En la noche del 12 al 13 de enero fallecía el catedrático de instituto Rafael Gambra. Horas antes, el tránsito le correspondía al periodista Alberto Otaño. Casi todo lo que sé de filosofía, y hay que reconocer que no es mucho, se lo debo a un librito leído por millares de universitarios, titulado "Historia sencilla de la filosofía", obra de don Rafael. Al menos ese fue el comienzo, periplo muy similar al de otros muchos. Gambra ha sido, probablemente, uno de los mejores divulgadores de la filosofía. Al parecer, para enseñar la universidad sirve de poco. Los viejos cátedros de instituto, los huesos duros, nos 'desasnaban' con mayor eficacia.

Y también el día 12 moría Alberto Otaño, de profesión redactor jefe, esa figura clave en todas las redacciones.
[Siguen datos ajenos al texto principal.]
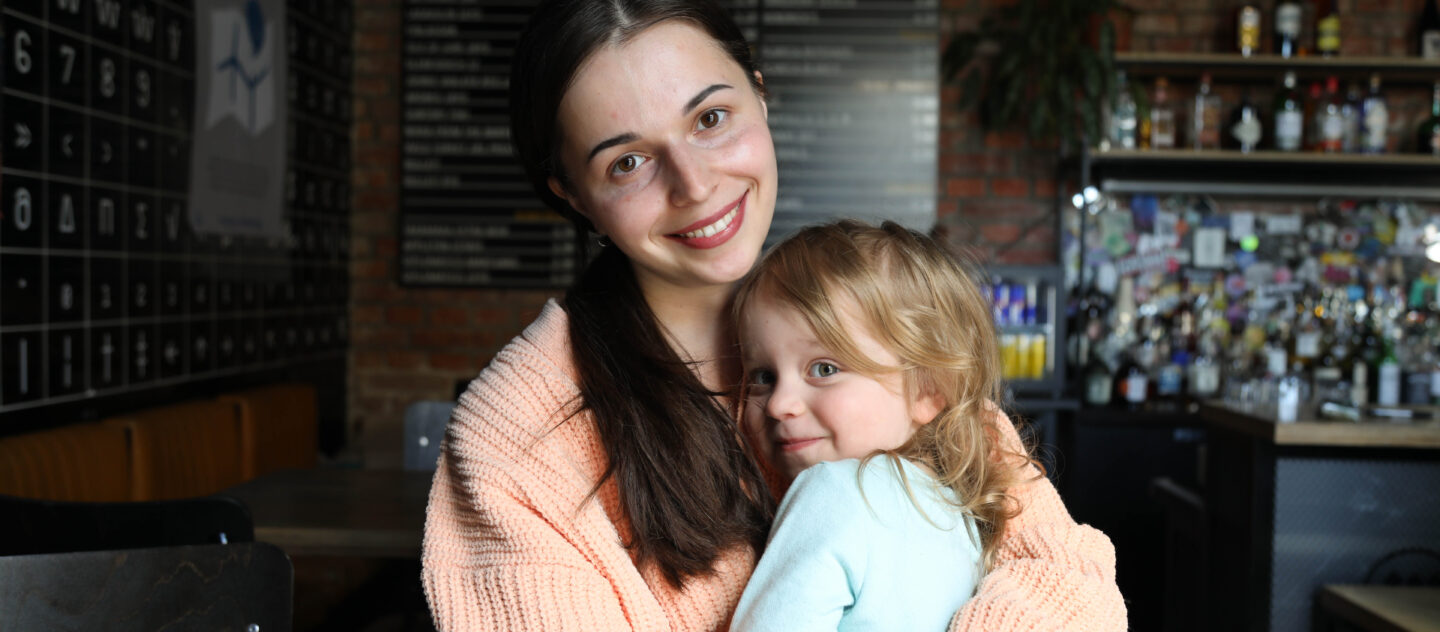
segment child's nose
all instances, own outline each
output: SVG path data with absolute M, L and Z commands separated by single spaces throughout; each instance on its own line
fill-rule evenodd
M 783 382 L 776 382 L 770 392 L 770 398 L 765 401 L 765 414 L 771 419 L 785 420 L 799 416 L 805 412 L 805 401 L 796 392 Z

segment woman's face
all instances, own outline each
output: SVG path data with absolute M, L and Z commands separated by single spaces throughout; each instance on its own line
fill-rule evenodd
M 775 210 L 765 103 L 705 31 L 670 20 L 598 49 L 560 102 L 550 188 L 634 263 L 641 287 L 731 284 Z

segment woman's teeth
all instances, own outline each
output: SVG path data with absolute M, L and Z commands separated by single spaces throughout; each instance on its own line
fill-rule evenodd
M 720 231 L 722 231 L 722 230 L 725 230 L 726 228 L 729 228 L 729 227 L 730 227 L 730 222 L 735 221 L 735 213 L 736 213 L 736 211 L 739 211 L 739 210 L 740 210 L 740 209 L 738 209 L 738 208 L 737 208 L 737 209 L 731 209 L 731 211 L 730 211 L 729 213 L 726 213 L 726 214 L 725 214 L 725 217 L 720 218 L 720 221 L 717 221 L 717 222 L 715 222 L 714 224 L 711 224 L 711 225 L 706 226 L 706 227 L 701 228 L 701 229 L 692 230 L 692 231 L 690 231 L 690 232 L 688 232 L 688 233 L 680 233 L 680 236 L 681 236 L 681 237 L 684 237 L 685 239 L 695 239 L 696 237 L 711 237 L 711 236 L 714 236 L 715 233 L 718 233 L 718 232 L 720 232 Z

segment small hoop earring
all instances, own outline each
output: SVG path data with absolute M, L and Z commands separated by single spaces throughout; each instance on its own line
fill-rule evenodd
M 595 239 L 595 241 L 599 242 L 601 248 L 609 248 L 610 246 L 615 245 L 614 242 L 611 242 L 610 238 L 606 237 L 605 235 L 599 236 Z

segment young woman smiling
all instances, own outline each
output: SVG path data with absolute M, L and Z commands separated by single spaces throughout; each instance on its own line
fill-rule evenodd
M 445 630 L 723 629 L 776 502 L 737 423 L 728 315 L 777 184 L 749 45 L 709 0 L 548 0 L 510 86 L 532 186 L 613 245 L 458 402 L 426 520 L 432 614 Z M 1124 629 L 1109 541 L 1043 478 L 1013 496 L 952 629 Z

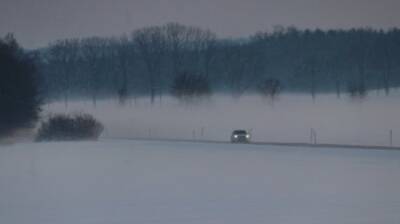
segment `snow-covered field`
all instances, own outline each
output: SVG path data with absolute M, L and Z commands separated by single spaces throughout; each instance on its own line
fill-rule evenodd
M 111 141 L 0 146 L 4 224 L 398 224 L 400 151 Z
Trabajé junto a él, al menos durante dos años. Y con él me volví 'comodón': cualquier error o errata, cualquier lapsus, incluso cualquier barbaridad, podía verterse en una cuartilla a sabiendas de que detrás estaba Alberto, que pondría las cosas en su sitio. Su último cargo, como redactor jefe del semanario Época, constituyó otra lección viva del periodismo. Cuando miro las fotos que hoy publican los diarios y le veo con una espléndida sonrisa no piensen en ningún tipo de maquillaje o en una excepción a la regla: era su sonrisa habitual. Lo mejor que puede decirse de Alberto Otaño es que nunca quiso ser editorialista.